Some media executives believe this typical scenario is holding together -- with the thinnest of TV business threads. Others believe a new wave is coming: Scatter may not bring much joy going forward in the long term. “I don’t think we’ll be in a market that will be gangbusters,” said Catherine Warburton, chief investment officer for Assembly.
Just look at the most recent wrinkle in the TV ad marketplace, something unheard of in recent memory (apart from the effects of the Great Recession): a cable upfront lower in overall dollars -- around 4-5% -- than the year before. Broadcast upfront dollars were also down, around 7%.
Network groups are counting on another axiom: Selling less inventory in the upfront means higher pricing for that inventory in the scatter market.
But market conditions might now be different. If scatter won’t be that hot, what will be? Will more dollars be scattered around mid-sized cable networks, video-on-demand platforms, full episode players, programmatic digital video or other premium digital video?
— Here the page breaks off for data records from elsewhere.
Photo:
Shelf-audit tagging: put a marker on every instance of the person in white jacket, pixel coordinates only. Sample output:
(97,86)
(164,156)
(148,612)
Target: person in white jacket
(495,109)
Looking to next season, think about the future of C7, which was an uneven affair in the just-completed upfront. Not all media agencies bought in to C7.
Why didn’t they do more C7 deals? Maybe those C7 CPMs were percentage points lower than comparable CPMs in C3. Perhaps there was not much in the way of compromise as back in 2007 when the industry went to C3 from live program ratings.
Sellers might have been at a disadvantage concerning C7 deal since the market was weak.
Marketers shifting to C7 deals from C3 need to create new price “bases,” which are hard to change and shake up down the line. Media agencies need to make sure there are significant long-term benefits working for their clients when new mathematics are in play.